Let us start by the beginning, and describe my printer’s configuration: it is a Canon Pixma MG4250, connected by Wi-Fi to my Freebox Revolution. It is detected by system-config-printer, which by default chose automatically the corresponding driver, by failled at last step to define the new printer and returned cups-error-internal-error. My first reaction was of course to check the Web for others having a similar problem, and the way they solved it if any did, but I did not find anything relevant.

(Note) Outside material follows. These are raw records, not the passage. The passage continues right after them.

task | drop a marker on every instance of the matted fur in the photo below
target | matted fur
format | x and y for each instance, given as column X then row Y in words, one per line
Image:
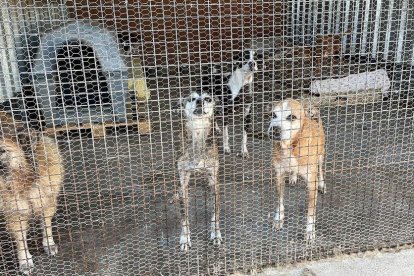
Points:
column 30, row 181
column 199, row 152
column 298, row 149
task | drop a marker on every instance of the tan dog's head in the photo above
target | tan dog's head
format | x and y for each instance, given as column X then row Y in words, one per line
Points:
column 288, row 117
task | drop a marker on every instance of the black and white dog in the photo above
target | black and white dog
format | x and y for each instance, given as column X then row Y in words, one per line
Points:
column 234, row 97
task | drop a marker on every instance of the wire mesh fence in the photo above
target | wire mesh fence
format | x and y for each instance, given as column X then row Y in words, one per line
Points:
column 117, row 86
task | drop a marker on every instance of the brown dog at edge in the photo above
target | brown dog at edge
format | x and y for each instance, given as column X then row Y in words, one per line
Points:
column 298, row 149
column 31, row 174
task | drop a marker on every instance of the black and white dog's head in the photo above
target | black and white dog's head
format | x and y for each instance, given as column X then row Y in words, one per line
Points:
column 198, row 106
column 246, row 61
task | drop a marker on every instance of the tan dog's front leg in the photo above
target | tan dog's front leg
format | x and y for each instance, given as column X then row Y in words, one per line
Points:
column 185, row 241
column 48, row 243
column 18, row 227
column 215, row 235
column 312, row 197
column 280, row 210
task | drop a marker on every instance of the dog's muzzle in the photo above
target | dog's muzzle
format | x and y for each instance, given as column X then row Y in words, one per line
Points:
column 275, row 133
column 252, row 65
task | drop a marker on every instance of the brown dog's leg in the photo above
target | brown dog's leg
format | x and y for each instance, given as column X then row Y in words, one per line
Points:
column 215, row 235
column 312, row 197
column 280, row 210
column 48, row 243
column 18, row 226
column 185, row 241
column 321, row 178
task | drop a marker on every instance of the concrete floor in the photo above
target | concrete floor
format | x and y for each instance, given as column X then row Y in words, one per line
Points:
column 117, row 214
column 368, row 264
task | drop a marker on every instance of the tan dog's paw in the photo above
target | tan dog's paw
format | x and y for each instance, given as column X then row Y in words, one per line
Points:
column 277, row 225
column 310, row 236
column 51, row 249
column 26, row 266
column 216, row 237
column 244, row 154
column 322, row 187
column 293, row 178
column 185, row 242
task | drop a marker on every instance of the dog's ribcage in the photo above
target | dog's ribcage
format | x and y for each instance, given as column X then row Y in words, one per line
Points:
column 198, row 145
column 233, row 100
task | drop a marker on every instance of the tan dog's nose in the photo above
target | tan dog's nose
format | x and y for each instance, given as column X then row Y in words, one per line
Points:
column 274, row 133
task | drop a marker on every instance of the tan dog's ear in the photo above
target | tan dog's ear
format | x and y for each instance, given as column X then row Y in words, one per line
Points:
column 178, row 106
column 311, row 110
column 268, row 108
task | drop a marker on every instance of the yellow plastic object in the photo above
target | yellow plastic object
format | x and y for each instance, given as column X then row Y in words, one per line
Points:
column 140, row 87
column 138, row 83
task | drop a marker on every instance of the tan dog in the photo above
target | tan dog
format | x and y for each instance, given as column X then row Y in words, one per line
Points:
column 298, row 148
column 199, row 153
column 31, row 174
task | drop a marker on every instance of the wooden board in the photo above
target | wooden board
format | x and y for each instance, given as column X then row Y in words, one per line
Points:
column 99, row 130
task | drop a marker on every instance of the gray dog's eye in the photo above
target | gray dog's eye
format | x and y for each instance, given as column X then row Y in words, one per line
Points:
column 291, row 117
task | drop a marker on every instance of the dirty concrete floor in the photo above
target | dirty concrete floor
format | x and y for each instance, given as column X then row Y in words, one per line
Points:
column 368, row 264
column 117, row 214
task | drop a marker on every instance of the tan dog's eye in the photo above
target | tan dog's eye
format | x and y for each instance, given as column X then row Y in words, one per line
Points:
column 291, row 117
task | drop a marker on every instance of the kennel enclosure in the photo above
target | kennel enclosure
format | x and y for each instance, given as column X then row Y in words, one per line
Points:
column 118, row 211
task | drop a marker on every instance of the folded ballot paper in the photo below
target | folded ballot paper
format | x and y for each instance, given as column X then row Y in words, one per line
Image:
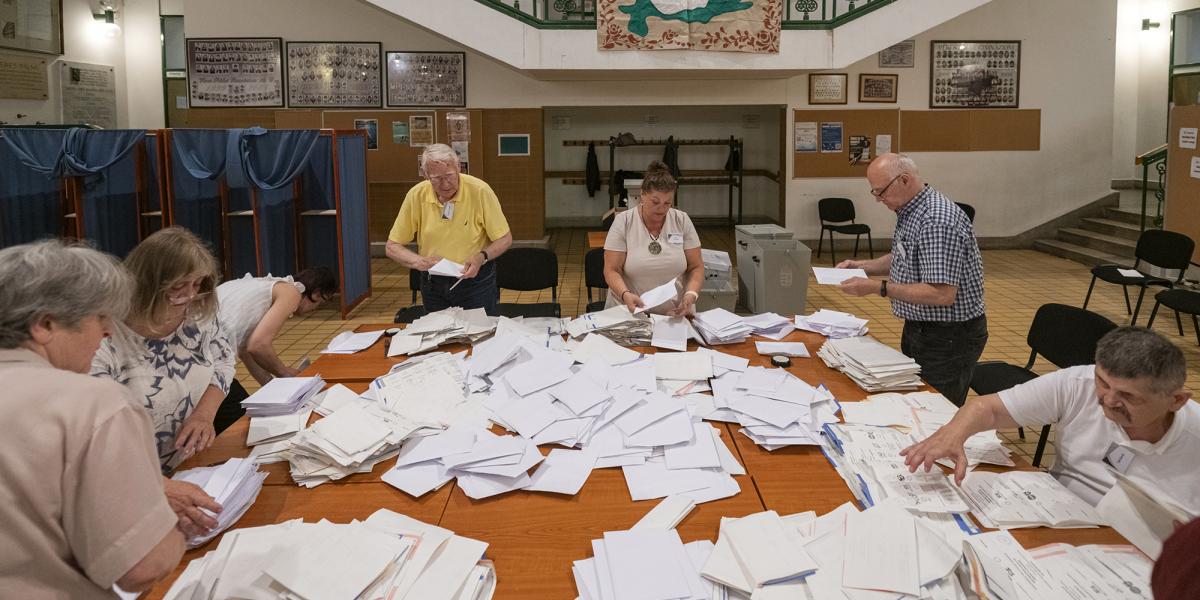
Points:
column 387, row 556
column 233, row 485
column 282, row 396
column 870, row 364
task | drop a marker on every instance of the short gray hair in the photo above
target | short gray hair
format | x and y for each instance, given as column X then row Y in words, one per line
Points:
column 439, row 154
column 1134, row 353
column 66, row 282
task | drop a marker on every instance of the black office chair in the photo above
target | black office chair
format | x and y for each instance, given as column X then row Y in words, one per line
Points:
column 967, row 209
column 1063, row 335
column 1180, row 300
column 838, row 215
column 593, row 277
column 1157, row 247
column 528, row 270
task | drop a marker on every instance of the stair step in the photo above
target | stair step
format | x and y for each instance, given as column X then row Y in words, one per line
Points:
column 1111, row 244
column 1078, row 253
column 1111, row 227
column 1123, row 215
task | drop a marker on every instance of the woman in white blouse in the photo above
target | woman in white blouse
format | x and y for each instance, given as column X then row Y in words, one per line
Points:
column 653, row 244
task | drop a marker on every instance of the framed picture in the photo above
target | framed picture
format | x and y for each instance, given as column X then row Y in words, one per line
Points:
column 31, row 25
column 426, row 79
column 334, row 75
column 235, row 72
column 975, row 75
column 877, row 87
column 901, row 55
column 514, row 144
column 827, row 88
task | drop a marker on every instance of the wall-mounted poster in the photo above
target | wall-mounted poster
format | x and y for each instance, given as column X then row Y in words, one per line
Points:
column 33, row 25
column 235, row 72
column 329, row 75
column 903, row 54
column 975, row 75
column 89, row 94
column 426, row 79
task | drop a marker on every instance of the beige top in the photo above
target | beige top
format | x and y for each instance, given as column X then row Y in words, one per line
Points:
column 643, row 270
column 81, row 492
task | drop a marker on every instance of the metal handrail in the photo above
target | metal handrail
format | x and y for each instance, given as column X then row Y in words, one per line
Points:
column 581, row 13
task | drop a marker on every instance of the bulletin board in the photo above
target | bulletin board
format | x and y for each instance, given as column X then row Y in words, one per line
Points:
column 1182, row 210
column 855, row 123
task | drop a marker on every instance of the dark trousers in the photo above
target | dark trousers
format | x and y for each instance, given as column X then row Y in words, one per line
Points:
column 479, row 292
column 947, row 353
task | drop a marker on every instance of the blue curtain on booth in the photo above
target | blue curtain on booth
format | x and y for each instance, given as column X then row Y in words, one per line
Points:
column 29, row 201
column 352, row 159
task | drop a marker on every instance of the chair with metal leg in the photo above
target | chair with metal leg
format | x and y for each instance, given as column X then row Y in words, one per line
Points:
column 1063, row 335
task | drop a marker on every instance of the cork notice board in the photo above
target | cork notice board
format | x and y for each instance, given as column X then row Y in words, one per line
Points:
column 1182, row 210
column 855, row 123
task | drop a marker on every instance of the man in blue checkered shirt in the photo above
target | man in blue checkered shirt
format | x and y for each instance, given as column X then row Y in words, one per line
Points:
column 935, row 276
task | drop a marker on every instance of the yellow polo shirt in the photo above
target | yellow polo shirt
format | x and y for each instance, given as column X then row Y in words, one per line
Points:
column 477, row 221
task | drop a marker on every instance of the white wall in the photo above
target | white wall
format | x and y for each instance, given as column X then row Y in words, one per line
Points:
column 81, row 43
column 1067, row 72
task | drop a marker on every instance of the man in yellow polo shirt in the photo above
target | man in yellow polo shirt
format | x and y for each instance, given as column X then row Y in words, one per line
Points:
column 456, row 217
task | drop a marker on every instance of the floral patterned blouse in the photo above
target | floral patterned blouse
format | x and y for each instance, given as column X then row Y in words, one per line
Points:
column 168, row 376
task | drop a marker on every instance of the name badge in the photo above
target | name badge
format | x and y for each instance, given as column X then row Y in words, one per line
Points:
column 1119, row 457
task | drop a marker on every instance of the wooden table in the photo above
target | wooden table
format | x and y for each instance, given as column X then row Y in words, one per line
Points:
column 534, row 537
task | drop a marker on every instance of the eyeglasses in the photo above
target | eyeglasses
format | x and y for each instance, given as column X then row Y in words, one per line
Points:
column 879, row 193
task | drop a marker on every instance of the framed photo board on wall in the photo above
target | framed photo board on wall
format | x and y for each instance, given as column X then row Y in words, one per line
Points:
column 235, row 72
column 31, row 25
column 426, row 79
column 335, row 75
column 975, row 75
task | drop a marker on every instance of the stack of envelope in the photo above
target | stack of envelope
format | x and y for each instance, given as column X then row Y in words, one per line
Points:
column 387, row 556
column 774, row 407
column 648, row 564
column 282, row 396
column 718, row 327
column 234, row 485
column 832, row 324
column 617, row 324
column 449, row 325
column 873, row 365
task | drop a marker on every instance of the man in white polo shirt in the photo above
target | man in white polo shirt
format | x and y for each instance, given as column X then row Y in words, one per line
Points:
column 1127, row 413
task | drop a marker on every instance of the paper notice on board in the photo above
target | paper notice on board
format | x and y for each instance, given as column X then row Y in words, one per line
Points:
column 882, row 144
column 1188, row 138
column 805, row 137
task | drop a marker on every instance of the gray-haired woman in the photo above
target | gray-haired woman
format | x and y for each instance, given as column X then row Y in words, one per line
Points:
column 83, row 497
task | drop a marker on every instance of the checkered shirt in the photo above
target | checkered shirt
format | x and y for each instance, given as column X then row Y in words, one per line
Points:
column 934, row 243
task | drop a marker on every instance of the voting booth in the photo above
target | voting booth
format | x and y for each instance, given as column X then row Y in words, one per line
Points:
column 773, row 269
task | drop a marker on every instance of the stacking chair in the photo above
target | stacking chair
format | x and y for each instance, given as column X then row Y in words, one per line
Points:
column 969, row 209
column 593, row 277
column 528, row 270
column 1156, row 247
column 1180, row 300
column 1063, row 335
column 838, row 215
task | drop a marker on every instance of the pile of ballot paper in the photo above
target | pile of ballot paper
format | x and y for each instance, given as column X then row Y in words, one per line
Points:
column 718, row 327
column 617, row 324
column 234, row 485
column 774, row 407
column 873, row 365
column 449, row 325
column 832, row 324
column 282, row 396
column 387, row 556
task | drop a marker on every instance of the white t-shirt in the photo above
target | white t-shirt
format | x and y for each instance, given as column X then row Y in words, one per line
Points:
column 1067, row 400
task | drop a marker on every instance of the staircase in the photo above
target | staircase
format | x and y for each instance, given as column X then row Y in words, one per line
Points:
column 1105, row 239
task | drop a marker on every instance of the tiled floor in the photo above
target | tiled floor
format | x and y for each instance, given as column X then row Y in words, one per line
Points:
column 1018, row 281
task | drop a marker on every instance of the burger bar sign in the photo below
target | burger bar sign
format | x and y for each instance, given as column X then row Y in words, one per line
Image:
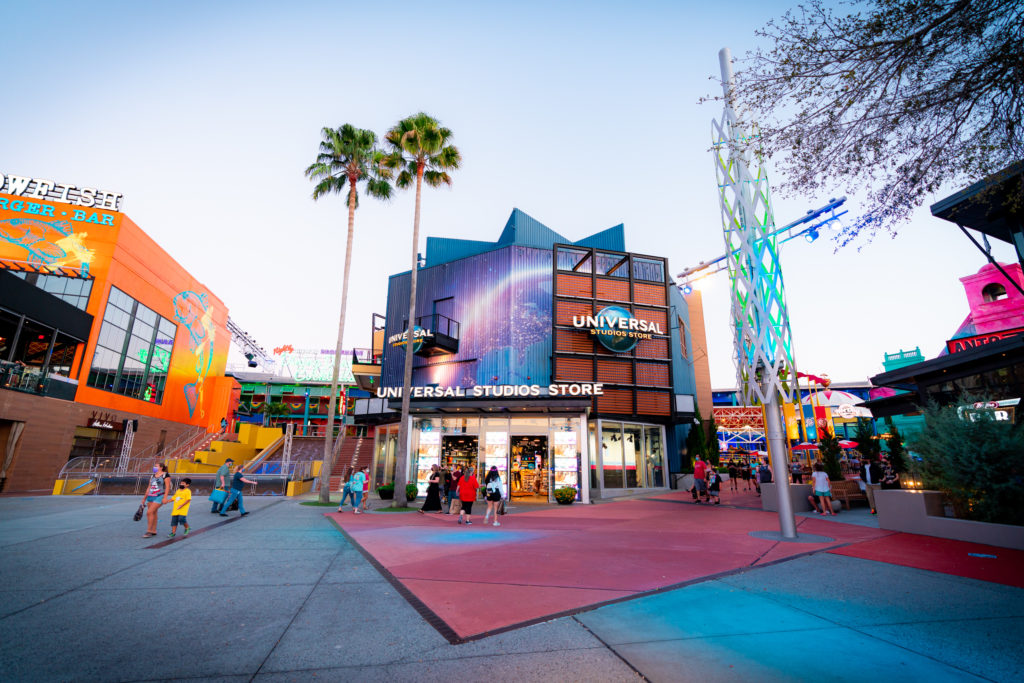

I then tried something else: instead of choosing the automatically detected printer, I gave the URI found on XUbuntu 16.04, which is cnijnet:/ followed by (what I think to be) the MAC address of the printer. I then had to choose a driver (where system-config-printer automatically did it in previous method), but adding the printer still failled at last step, this time with cups-error-not-possible.
At last, I applied the method which worked on XUbuntu 16.04, which is to use Canon driver. I chose the Debian archive from their page, and tried to install it. However, it needed three packages (libpango1.0, libpng12 and libtiff14) while only the first is still available on 18.04 (the two others are obsolete). A web search indicated that older packages can be used, I thus got those of the previous LTS (xenius) on the Ubuntu archive site (but the last one, libtiff14, needs a direct access to tiff directory of the French archive site, as the library is not referenced, only its dev part). Once those package are saved and installed (with a sudo dpkg -i ...), Canon’s installation script works fine, and adds the printer. Everything now works fine.
As I found abnormal the two errors sent by system-config-printer, I filled a bug report on launchpad.